To learn more, see the ArcGIS Pro documentation on How Density-based Clustering works
ArcGIS API for Python example
The Find Point Clusters tool is available through ArcGIS API for Python.
This example finds clusters of retail locations.
# Import the required ArcGIS API for Python modules
from arcgis.gis import GIS
from arcgis.geoanalytics import analyze_patterns
# Connect to your ArcGIS Enterprise portal and confirm that GeoAnalytics is supported
portal = GIS("https://myportal.domain.com/portal", "gis_publisher", "my_password", verify_cert=False)
if not portal.geoanalytics.is_supported():
print("Quitting, GeoAnalytics is not supported")
# Find the big data file share dataset you'll use for analysis
search_result = portal.content.search("", "Big Data File Share")
# Look through the search results for a big data file share with the matching name
bd_file = next(x for x in search_result if x.title == "bigDataFileShares_RetailLocation")
# Look through the big data file share for points of sale
pos = next(x for x in bd_file.layers if x.properties.name == "POS")
# Set the tool environment settings
arcgis.env.verbose = True
# Run the Find Point Clusters tool
output = analyze_patterns.find_point_clusters(pos, 10, "Kilometers", "POS_Clusters")
# Visualize the tool results if you are running Python in a Jupyter Notebook
processed_map = portal.map('USA')
This example finds clusters of retail locations.
Use Find Point Clusters to find clusters of point features in surrounding noise based on their spatial distribution.
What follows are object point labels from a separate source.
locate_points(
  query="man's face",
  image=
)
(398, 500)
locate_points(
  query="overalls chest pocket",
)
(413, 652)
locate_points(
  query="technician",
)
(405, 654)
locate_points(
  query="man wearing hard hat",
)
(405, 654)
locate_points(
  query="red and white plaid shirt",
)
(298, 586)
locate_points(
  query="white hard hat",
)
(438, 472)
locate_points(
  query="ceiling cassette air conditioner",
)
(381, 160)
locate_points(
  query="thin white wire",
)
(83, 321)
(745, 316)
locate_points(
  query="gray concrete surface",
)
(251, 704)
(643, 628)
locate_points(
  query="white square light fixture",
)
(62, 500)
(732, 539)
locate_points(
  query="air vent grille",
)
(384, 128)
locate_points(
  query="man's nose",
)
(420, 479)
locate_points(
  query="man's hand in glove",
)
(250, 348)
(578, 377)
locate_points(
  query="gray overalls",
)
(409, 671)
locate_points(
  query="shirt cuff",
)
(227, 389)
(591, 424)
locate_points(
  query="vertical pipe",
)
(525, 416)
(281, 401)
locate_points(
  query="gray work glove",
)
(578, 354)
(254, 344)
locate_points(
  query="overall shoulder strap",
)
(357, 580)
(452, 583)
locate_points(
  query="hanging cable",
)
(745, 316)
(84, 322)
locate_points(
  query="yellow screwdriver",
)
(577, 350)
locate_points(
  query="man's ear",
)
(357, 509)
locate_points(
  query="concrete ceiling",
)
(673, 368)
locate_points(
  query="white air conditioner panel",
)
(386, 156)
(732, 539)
Other tools that may be useful are the following:
Map Viewer analysis tools
To determine if there is any statistically significant clustering in the spatial pattern of your data, use the Find Hot Spots tool.
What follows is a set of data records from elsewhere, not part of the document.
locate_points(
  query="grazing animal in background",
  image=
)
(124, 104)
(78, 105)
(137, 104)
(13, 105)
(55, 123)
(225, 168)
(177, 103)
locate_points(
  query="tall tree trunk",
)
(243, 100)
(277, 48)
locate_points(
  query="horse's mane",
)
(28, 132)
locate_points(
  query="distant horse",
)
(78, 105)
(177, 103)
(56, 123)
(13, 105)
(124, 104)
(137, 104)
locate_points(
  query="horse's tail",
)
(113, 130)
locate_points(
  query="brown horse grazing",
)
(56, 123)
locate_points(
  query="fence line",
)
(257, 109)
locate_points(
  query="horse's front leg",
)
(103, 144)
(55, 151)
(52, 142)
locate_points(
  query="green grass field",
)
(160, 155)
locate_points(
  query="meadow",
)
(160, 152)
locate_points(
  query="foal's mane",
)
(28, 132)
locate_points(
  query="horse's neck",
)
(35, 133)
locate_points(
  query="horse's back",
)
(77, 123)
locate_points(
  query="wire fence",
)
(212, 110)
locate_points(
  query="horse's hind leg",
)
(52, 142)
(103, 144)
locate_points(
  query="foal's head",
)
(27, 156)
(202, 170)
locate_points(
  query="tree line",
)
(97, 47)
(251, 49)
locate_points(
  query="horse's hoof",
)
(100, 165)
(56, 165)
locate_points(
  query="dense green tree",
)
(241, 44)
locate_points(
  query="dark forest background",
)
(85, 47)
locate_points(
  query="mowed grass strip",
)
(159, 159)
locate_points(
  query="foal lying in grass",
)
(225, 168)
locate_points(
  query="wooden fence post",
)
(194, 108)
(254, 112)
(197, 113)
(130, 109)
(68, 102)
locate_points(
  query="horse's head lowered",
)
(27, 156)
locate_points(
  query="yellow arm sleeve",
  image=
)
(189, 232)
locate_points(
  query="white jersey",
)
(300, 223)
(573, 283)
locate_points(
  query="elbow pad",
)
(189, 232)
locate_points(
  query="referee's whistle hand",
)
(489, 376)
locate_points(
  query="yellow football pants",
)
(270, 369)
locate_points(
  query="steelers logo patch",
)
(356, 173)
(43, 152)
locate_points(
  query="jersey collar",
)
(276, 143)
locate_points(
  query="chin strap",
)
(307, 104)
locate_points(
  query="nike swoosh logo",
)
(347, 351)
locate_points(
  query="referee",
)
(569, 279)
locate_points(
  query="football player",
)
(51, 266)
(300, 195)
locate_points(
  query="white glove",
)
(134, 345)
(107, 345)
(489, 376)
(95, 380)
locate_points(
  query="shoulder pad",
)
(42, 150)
To create a density map of your point or line features, use the Calculate Density tool.
To determine if there are any statistically significant outliers in the spatial pattern of your data, use the Find Outliers tool.
ArcGIS Desktop analysis tools
The Density-based Clustering geoprocessing tool performs the same function as Find Point Clusters.
The Find Point Clusters GeoAnalytics Tools is available in ArcGIS Pro.